China's rise to international power has been meteoric, and its neighbours in Pyongyang have naturally noticed. Watching the Chinese economy take off while North Korea's has tanked at worst, and plateaued at best, has been instructive and probably galling for North Korean leaders.
And it is not just North Korean leaders and officials who can see China's prosperity - the people of the border region do as well, and Chinese tourists are able to flaunt their wealth in most of North Korea's cities far more prevalently than their Western counterparts.
Seoul's K-pop gets more press as an instrument of soft-power penetration of North Korea, but Chinese cultural influence is every bit as dangerous for the regime in Pyongyang.
Kim Jong Un has found a middle road in dealing with Chinese economic leverage. Some small amount of investment has been accepted on the margins, but by and large the country has put up a figurative wall against excess Chinese infrastructure or influence penetrating its northern frontier.
China was allowed to provide aid after last September's cataclysmic floods, but no Chinese Army engineers were allowed to build pontoon bridges to besieged North Korean border cities like Musan or Hoeryong. Instead, Kim Jong Un called upon brigades of middle-aged women to pick up displaced railroad ties with their bare hands, working by torchlight. Chinese aid comes with implicit yet distinctive attention to North Korea's own failures.
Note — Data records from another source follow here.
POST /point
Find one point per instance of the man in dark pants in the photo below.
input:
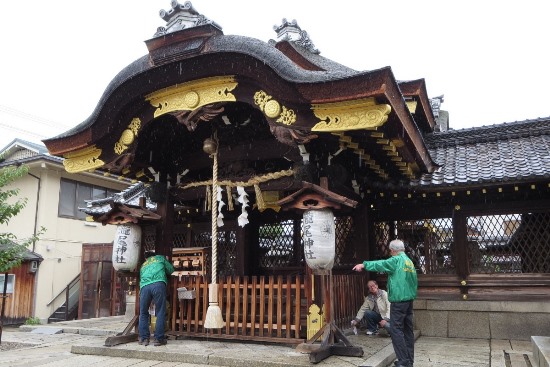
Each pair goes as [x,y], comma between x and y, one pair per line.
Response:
[402,286]
[153,280]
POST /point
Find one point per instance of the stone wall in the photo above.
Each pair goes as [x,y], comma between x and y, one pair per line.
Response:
[482,319]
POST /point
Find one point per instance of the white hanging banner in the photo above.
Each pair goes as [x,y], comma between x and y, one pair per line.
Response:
[126,247]
[243,199]
[319,238]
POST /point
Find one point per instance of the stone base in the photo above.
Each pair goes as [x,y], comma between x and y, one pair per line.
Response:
[482,319]
[541,351]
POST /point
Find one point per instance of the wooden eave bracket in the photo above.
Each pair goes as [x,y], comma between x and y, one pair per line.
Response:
[121,213]
[312,196]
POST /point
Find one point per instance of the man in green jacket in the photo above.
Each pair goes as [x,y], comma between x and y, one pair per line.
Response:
[153,280]
[402,286]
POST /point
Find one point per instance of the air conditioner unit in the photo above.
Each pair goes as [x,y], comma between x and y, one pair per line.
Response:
[33,266]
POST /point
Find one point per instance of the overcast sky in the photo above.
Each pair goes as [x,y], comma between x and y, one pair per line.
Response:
[490,59]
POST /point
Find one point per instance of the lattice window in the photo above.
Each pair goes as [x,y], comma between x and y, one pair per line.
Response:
[227,253]
[345,251]
[510,243]
[276,242]
[179,240]
[428,242]
[382,237]
[149,236]
[227,249]
[201,239]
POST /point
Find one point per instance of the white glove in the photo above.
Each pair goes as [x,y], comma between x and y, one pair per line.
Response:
[354,323]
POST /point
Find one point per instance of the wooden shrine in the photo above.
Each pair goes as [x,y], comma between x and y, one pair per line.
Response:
[472,206]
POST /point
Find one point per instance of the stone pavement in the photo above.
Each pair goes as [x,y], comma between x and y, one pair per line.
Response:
[81,343]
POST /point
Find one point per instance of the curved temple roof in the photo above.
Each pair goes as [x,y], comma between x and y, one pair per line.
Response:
[271,105]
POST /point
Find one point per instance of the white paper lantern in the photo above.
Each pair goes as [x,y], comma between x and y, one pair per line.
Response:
[319,239]
[126,247]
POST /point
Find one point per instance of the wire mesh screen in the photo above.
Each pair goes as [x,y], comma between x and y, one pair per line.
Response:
[511,243]
[227,249]
[428,242]
[179,240]
[276,242]
[346,253]
[149,236]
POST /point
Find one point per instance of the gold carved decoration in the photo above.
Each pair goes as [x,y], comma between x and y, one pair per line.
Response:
[315,320]
[273,109]
[411,105]
[128,136]
[192,95]
[83,160]
[350,115]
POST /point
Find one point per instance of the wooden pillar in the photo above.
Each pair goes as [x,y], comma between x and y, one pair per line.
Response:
[165,229]
[459,252]
[242,255]
[363,239]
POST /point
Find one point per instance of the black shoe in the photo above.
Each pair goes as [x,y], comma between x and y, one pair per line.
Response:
[158,343]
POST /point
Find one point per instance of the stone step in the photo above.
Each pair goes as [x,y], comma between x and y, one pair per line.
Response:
[541,351]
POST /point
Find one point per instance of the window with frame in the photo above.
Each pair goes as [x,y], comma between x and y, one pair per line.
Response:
[11,283]
[73,195]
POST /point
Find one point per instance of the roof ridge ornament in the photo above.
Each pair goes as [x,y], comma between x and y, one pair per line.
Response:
[291,32]
[181,17]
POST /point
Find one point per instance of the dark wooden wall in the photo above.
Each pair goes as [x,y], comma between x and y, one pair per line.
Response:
[19,304]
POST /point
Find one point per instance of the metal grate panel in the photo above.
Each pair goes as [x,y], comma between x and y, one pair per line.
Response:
[510,243]
[346,253]
[428,242]
[276,242]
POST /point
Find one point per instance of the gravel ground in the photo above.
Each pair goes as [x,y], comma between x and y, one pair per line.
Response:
[10,346]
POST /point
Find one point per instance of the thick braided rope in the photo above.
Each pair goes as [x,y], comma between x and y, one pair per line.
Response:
[215,219]
[253,181]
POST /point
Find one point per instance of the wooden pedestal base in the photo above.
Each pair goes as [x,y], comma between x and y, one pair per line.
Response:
[330,332]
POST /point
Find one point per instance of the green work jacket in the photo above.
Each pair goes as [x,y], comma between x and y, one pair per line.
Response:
[402,280]
[155,269]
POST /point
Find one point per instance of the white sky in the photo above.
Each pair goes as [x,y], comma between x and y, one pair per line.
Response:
[489,58]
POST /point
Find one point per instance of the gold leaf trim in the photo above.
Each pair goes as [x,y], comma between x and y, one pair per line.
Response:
[350,115]
[83,160]
[192,95]
[128,136]
[273,109]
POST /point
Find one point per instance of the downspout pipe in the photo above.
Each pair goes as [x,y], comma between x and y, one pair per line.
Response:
[36,209]
[34,241]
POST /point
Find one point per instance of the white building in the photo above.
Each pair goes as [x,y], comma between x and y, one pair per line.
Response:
[54,197]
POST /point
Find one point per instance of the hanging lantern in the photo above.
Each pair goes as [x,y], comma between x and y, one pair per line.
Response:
[319,239]
[126,247]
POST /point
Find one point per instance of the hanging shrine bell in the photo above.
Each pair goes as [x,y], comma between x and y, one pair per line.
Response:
[126,247]
[319,239]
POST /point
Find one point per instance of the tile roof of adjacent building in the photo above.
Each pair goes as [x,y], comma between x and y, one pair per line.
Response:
[515,152]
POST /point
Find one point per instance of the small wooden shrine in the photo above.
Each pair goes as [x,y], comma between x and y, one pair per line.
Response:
[285,118]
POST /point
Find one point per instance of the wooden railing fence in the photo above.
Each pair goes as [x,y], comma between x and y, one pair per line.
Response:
[272,308]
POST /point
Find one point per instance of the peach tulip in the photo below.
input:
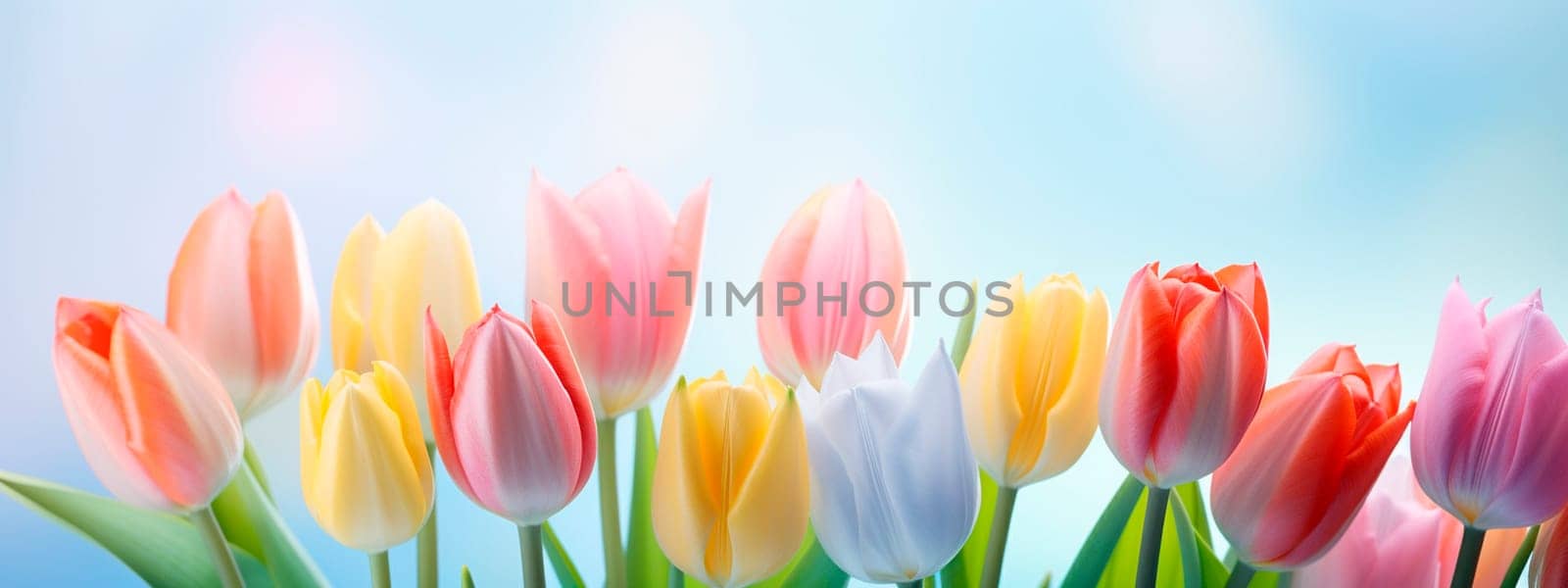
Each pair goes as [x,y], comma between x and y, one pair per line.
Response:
[1186,370]
[510,415]
[839,243]
[240,295]
[1400,538]
[1489,443]
[151,417]
[618,234]
[1309,459]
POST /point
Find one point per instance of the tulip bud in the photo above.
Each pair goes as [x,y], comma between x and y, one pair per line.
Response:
[894,491]
[1032,380]
[151,417]
[1186,370]
[1489,443]
[616,234]
[1309,459]
[731,480]
[843,242]
[510,415]
[363,463]
[242,298]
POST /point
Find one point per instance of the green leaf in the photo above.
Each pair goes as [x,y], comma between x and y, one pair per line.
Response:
[645,562]
[162,549]
[1104,538]
[564,569]
[248,514]
[963,571]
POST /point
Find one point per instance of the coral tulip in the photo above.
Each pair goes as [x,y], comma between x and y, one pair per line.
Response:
[512,419]
[240,295]
[1309,459]
[841,243]
[731,494]
[894,491]
[1186,370]
[363,463]
[1032,380]
[384,284]
[151,417]
[616,234]
[1489,443]
[1400,538]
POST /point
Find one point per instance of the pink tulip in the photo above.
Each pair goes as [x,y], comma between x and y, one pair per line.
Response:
[1186,370]
[1489,443]
[843,242]
[616,234]
[1309,459]
[149,416]
[240,297]
[512,419]
[1400,538]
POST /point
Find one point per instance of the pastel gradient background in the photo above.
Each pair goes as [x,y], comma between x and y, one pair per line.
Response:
[1363,154]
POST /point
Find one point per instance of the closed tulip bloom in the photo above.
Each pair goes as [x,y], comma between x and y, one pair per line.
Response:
[423,264]
[1489,443]
[894,491]
[1399,538]
[1186,370]
[618,234]
[1309,459]
[512,419]
[363,463]
[242,298]
[1032,380]
[151,417]
[731,494]
[843,242]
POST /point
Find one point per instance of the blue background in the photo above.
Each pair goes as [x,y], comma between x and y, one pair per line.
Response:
[1363,154]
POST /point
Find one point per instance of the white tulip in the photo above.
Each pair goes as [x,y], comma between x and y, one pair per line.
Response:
[894,488]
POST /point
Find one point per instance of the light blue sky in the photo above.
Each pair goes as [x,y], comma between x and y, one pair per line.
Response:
[1363,156]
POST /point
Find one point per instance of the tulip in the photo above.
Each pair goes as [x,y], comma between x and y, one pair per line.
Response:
[731,494]
[242,298]
[1549,561]
[1399,538]
[151,417]
[512,419]
[1184,376]
[363,463]
[1489,444]
[843,242]
[616,234]
[1309,460]
[894,491]
[1031,386]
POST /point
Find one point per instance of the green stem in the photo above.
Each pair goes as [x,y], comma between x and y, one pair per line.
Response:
[219,548]
[1241,576]
[1001,519]
[1470,557]
[428,548]
[380,571]
[1152,533]
[611,510]
[530,540]
[1521,557]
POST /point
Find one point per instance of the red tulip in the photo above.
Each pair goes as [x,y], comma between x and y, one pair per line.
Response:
[1186,370]
[1309,459]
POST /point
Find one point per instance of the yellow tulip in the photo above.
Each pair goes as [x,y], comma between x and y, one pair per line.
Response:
[1031,381]
[731,483]
[363,463]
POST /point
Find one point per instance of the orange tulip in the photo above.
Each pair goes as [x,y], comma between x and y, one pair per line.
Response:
[1309,459]
[153,420]
[242,298]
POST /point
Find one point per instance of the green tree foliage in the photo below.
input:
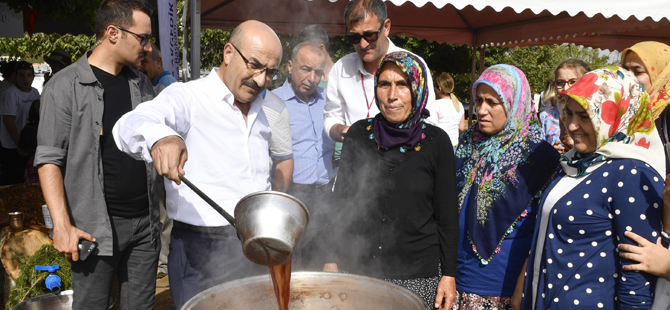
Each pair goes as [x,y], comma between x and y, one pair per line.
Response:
[61,10]
[35,48]
[539,62]
[30,282]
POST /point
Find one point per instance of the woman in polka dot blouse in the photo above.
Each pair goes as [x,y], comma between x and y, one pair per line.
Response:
[610,183]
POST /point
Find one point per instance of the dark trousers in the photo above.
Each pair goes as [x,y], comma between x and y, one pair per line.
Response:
[134,262]
[13,166]
[199,261]
[313,250]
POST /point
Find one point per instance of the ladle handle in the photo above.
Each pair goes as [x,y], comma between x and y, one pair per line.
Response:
[211,202]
In 2009, North Korea accepted a de facto "sunshine policy" from the Chinese Communist Party. Bilateral trade was to be expanded radically; new special economic zones were to be set up along the frontier. A huge new bridge was begun between Dandong in China and Sinuiju in North Korea. North Korean business activity in northeast China and province-province economic ties (including to the Chinese province of Jiangsu) were to be expanded. This activity coincided with a spike in coal exports to China.
Today, after an estimated US$300 million of Chinese spending and construction, the new bridge exists, but it sits unused. The dazzling plans and drawings of special economic zones abutting China have largely remained just that - plans and drawings displayed in front of what is still farmland.
The reduction of coal exports to China from North Korea will force some adjustments from Pyongyang but will not bring about wholesale change to the relationship. Steady or even enhanced Chinese enforcement of current sanctions would likely revert relations to where they were a few years ago, prior to Wen Jiabao's meetings with Kim Jong Il, rather than seriously worsening them.
In the meantime, North Korean minerals interests have made a massive amount of money, and coal can be turned more fully to domestic electricity production to feed Kim Jong Un's various new "monumental edifices" in Pyongyang.
China remains a site and conduit of possible interaction between the West and North Korea, and that country's trade with China is probably the greatest source of leverage for political change there.
But we should temper our expectations of a broad strategy that could pull down the North Korean regime.
Pyongyang might be getting the cold shoulder from Beijing, but that has happened before; it would take much more radical, and unlikely, action to shake a country that prides itself on self-reliance regardless of the cost.